The project consisted of eight distinct phases:
New Crypt Chapel: Created from the existing crawl space beneath the main floor of the Cathedral.
Narthex Rehabilitation: Including insertion of new stairs and a new elevator from the crypt level to the new balcony.
Balcony: Demolition of existing balcony which was condemned by the building department due to structural issues. This included removal of the existing Warren Organ. Construction of new expanded balcony with new Casavant organ.
Nave: New Decorative painting on ceiling, replacement of existing structural columns which were discovered to be failing. New slate floor, new lighting and sound system and new pews.
Transepts: New bronze exit doors and restoration of existing rose windows which had been boarded up.

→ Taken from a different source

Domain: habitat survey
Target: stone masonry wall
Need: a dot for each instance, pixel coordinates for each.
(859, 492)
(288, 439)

Sanctuary: New marble floors, new altar and reredos screen. New vestry area behind sanctuary.
St Johns Chapel and new Atrium: Included new basement level containing new Electrical vault and centralized mechanical plant servicing all buildings on the cathedral property.
Exterior Masonry and roofing replacement and restoration: Included many stone carved elements, decorative bronze finials and restoration of existing windows.

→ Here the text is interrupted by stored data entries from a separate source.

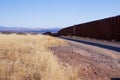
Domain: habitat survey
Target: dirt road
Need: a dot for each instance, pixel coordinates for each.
(92, 62)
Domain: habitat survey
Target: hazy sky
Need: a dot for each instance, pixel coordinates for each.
(55, 13)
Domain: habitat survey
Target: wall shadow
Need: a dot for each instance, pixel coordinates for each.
(95, 44)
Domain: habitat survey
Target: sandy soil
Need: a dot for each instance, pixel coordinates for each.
(93, 63)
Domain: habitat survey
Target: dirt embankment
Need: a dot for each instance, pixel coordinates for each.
(93, 63)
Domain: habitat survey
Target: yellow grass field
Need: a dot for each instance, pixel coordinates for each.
(27, 57)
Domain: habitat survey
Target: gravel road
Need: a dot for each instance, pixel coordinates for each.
(92, 62)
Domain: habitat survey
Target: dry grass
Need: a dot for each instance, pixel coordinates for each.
(26, 57)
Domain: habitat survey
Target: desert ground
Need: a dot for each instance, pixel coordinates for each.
(93, 63)
(27, 57)
(40, 57)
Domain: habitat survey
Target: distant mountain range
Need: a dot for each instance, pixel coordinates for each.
(28, 30)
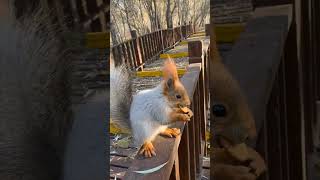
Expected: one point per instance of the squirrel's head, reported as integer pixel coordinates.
(172, 87)
(233, 120)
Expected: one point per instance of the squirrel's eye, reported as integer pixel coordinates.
(219, 110)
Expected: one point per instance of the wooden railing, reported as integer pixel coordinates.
(264, 60)
(182, 156)
(135, 52)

First steps in creating the crypt chapel where only a crawl space existed.
There were many challenges as the project slowly revealed existing hidden conditions and what the building required. In a collaborative approach project design, timelines, construction phasing and budget were discussed on a weekly basis with the management team. Teamwork and innovative solutions led to many value engineering opportunities that saved the Arch Diocese of Toronto time and money.

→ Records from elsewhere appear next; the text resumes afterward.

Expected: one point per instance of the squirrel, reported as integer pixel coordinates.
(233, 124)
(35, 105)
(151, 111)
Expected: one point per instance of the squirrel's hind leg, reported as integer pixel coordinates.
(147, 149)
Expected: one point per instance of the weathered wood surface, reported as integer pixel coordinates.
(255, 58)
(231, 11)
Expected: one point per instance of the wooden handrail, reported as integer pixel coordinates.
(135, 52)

Marc provided overall strategic oversight and quality assurance and lead the development of a unique vision.
Marc’s ability to effectively articulate project success factors and efficiently mediate risk management resolution resulted in the Archdiocese awarding further phases of work to the company.
The scope of work was extensive and included complete masonry and roof restoration and replacements along with the creation of a new Crypt Chapel, where only a crawl space existed previously, introduction of new HVAC for the Cathedral, a new balcony, new pipe organ, new pews, stained glass windows, painting schemes for walls and ceilings new slate flooring and complete renovation and restoration of the sanctuary area including new marble alter and lecterns.
The Cathedral remained open throughout the construction process and was closed only once due to the discovery of failing roof support columns within the Nave. The Cathedral was closed while all existing unit masonry columns were replaced with new concrete columns
Project challenges included:
- Complicated historical restorations
- Renovations and new construction executed while building operations continued
- Creating a new basement where only a crawl space existed
- Complex structural design for underpinning of existing foundations, benching of perimeter foundation walls and inserting new structure for support of new balcony and installation of new elevator.
- Respecting existing crypt interments and coordination with Archaeologists during the construction process.